The night they drove old Dixie down

I have just watched this Top Gear clip courtesy of Duncan Borrowman


As far as I can see, the whole piece at the petrol station was fabricated. Note that we never actually hear any threats, or see anyone acting in any sort of threatening manner. The pickup full of "red-necks" with a dog that arrived was actually a bunch of Mexicans.

The woman at the petrol station was actually trying to help them out - asking them if they were trying to get themselves beat up in this "hick town"? She turned angry with them because Jeremy Clarkson "tore up her parking lot" when he sped off. She was warning the film crew that the other two muppets had better not do the same.

And finally, the cameras go off - and we get some carefully recorded walkie-talkie messages and frantic cuts of them scrubbing their vehicles.

This is an excellent class in what video editing, music and carefully selected 'beeps' can achieve for dramatic effect.

I have travelled across the American South, and found it a wonderful experience, full of genuine, honest, and extraordinarily friendly people. Admittedly my boyfriend and I didn't walk hand-in-hand down the main street of Alabama hick towns, but then again there are large portions of South London where I wouldn't do the same.

Tennessee just happens to be one of my favourite places in the world, and I would recommend it to anyone as a holiday destination. And at the risk of sounding like I have an obsession with anti-Americanism (and I am not accusing Duncan Borrowman of being anti-American), we (and I include myself in this) laugh at 'hicks' (and I don't mean Bill); we laugh at their stupidity, their backward ways, the fact they married their first cousin.

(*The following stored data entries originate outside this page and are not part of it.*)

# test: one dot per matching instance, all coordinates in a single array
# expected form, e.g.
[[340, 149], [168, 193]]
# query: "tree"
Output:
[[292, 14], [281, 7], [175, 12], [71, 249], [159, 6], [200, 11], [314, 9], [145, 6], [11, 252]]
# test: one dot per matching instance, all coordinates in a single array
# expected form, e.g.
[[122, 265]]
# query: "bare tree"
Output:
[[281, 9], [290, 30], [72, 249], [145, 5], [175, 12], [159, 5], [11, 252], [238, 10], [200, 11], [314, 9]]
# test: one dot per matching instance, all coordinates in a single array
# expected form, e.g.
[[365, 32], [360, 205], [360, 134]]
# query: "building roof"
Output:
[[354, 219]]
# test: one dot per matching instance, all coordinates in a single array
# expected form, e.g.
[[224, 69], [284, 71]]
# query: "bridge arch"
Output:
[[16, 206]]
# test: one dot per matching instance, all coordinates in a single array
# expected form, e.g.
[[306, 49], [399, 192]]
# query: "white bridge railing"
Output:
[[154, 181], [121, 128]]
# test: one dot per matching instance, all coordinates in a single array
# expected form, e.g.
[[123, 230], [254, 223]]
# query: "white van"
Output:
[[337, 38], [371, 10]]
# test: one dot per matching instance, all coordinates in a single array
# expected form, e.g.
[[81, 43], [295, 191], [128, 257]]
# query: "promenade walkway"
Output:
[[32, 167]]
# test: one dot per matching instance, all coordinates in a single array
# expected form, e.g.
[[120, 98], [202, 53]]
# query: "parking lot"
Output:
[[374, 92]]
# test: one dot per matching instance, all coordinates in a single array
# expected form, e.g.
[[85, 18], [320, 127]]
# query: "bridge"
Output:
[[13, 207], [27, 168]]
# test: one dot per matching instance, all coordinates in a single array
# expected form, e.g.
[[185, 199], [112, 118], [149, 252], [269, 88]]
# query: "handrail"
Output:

But, having been across the South - from Virginia to Louisina and back - it struck me that what we are actually making fun of is poverty and lack of education. In the state of Mississippi, 30% of adults are functionally illiterate; in Alabama it is 1 in 4. Life expectancy in Mississippi, Louisiana, Alabama, and South Carolina is lower than in Mexico. The difference between the top and bottom ends of the scale in the U.S. is roughly comparable to the difference between the average life expectancy in Japan and in several countries in West Africa.

We will always laugh at rednecks; hell, they even laugh at themselves. We pulled up at a gas station in Blue Ridge, Georgia, where the wizened and toothless attendant was sat on the forecourt, believe it or not, smoking a cigarette. Upon hearing the English accent of one of my friends, he looked at us, completely deadpan, and asked:

"Why is it so hard to solve redneck crimes?

They got no dental records and the same DNA."

The South is deep red America (although this red state v blue state thing is a recent convention; for much of the past 50 years many Republicans went to great lengths to make sure Democrats were depicted as the 'red' (read pink) party. Southerners believe the most strongly in the things we commonly believe to be quintessentially American - faith and the flag, God and guns, suspicion of government (particularly the federal government) and dislike of gays. They believe in the American way, and are suspicious of foreigners.

Yet the saddest thing is that these are the same people who have been betrayed most by the American way, and left in poverty, ignorance, illiteracy and bad health. And as is so often the case, it is those who have been failed by the system who are the first to put their life on the line to defend it.

Jokes about rednecks will never stop being funny, but the reality of life in much of Alabama is rather more tragic.

New Harvard Study: Who, Where and Why Americans Live Longer or Die Sooner

*A pedant writes... Bagdad is in Florida, just outside Pensacola on the Gulf Coast, not Alabama.


Norfolk Blogger said...

They never implied Bagdad wasn't in Florida ? It was just the last major town before they left the state.

Chrisco said...

On his blog, Duncan Borrowman states that it is in Alabama.